5. The market as a mirror of human failings
As demonstrated by the phenomenal success of Thomas Piketty's book[8], Europeans and North Americans are deeply troubled by growing inequality. How can we understand let alone accept a world in which the 80 richest people have more wealth than the poorest half of humanity?[9]
It is tempting to put this massive and intolerable disparity down to the cruel, destructive logic of the market. Tempting, but mistaken. For better and for worse, human beings are imperfect. Our visceral egotism enabled us to survive in an initially hostile environment, in competition with other seemingly far fitter animals. While this selfishness ensured the survival of the species, it, not markets, is the main cause of the inequalities that have been around since the dawn of time. There is certainly a staggering wealth divide between the internet giants and their employees, but it is no larger than the gap that existed between the Pharaohs and their subjects, or the Sun King and his peasants. The root of these inequalities lies in the selfishness and vanity of men, not coordination by prices.
* * *
Climate change is the major challenge facing our generation and those that will come after us. Economics, and common sense, suggest that the most effective way of curbing GHG emissions is to make them more expensive. The chinese communist party, for once, agrees with our view and recently proposed to set up a carbon market in China[10]. Let us hope that world leaders gathering in Paris at the end of the year will have the wisdom to harness this formidable tool to serve the climate cause.
Title: A reference to John Steinbeck excellent novel: "Of Mice and Men", published in 1937 en.wikipedia.org/wiki/Of_Mice_and_Men. In this novel, the main protagonists face significant obstacles, the most daunting of which are caused by other men’s actions, not by market forces.
[1] The presentations are available here idei.fr/fr/conferences/2015-tenth-conference-economics-energy-and-climate-change.

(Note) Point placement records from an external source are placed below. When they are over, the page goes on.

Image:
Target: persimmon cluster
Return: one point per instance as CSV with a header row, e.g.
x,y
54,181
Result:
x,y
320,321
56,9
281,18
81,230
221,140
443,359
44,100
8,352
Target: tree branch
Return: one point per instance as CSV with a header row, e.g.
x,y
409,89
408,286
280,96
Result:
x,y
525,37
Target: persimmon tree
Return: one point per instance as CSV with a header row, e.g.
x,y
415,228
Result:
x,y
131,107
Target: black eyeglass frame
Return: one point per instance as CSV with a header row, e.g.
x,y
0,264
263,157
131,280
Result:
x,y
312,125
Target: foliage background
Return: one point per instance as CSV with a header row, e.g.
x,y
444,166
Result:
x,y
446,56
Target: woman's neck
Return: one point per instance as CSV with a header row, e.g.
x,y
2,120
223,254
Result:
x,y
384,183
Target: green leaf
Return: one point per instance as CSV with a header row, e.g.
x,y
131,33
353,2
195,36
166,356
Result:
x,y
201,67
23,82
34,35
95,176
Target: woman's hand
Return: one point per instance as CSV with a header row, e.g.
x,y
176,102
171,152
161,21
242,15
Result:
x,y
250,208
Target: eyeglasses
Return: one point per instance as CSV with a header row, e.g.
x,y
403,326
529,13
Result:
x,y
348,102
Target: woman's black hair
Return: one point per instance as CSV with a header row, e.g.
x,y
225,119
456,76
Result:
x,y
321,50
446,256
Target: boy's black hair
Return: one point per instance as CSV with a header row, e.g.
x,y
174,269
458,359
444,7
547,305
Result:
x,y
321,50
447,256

[2] This post was inspired by reading a post by Maximilian Auffhamer, Professor at the University of California, Berkeley energyathaas.wordpress.com/2015/08/17/why-the-pope-is-wrong-on-markets/?utm_source=Blog+for+Aug+17,+2015&utm_campaign=blog+re+60&utm_medium=email, itself inspired by the "Laudato Si’" encyclical http://w2.vatican.va/content/francesco/en/encyclicals/documents/papa-francesco_20150524_enciclica-laudato-si.html
[3] Readers interested in this point may enjoy "La vraie nature du marché" [The True Nature of the Market], a very concise and informative book by Jean-Pierre Hansen www.amazon.fr/La-vraie-nature-marché-gouvernent/dp/2804171426.
[4] We'd like to thank General Jean-Patrick Ridao for this analogy, which he shared with one of the authors of this blog nearly thirty years ago.

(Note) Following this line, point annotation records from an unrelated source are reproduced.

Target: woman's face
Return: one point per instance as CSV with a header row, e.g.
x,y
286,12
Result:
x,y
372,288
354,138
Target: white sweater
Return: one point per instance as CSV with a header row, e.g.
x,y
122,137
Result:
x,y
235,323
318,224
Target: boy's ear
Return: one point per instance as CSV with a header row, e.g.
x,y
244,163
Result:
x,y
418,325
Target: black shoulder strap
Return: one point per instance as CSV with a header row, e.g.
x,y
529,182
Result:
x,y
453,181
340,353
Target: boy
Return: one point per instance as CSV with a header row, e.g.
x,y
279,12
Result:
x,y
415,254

[6] In French, "market power" ("pouvoir de marché") is often confused with the "power of the market" ("pouvoir du marché"). This confusion was obvious in the press' reaction to the award of the Nobel prize for economics to Jean Tirole in 2014: his scientific work on the dangers of price manipulation by certain agents were misinterpreted as a defence of markets as a mode of social organisation. The champion of public intervention as a way of correcting market errors found himself cast as a proponent of unfettered liberalism!
[7] Daniel Yergin offers a very accessible take on the Standard Oil saga in his book, "The Prize" en.wikipedia.org/wiki/The_Prize:_The_Epic_Quest_for_Oil,_Money,_and_Power.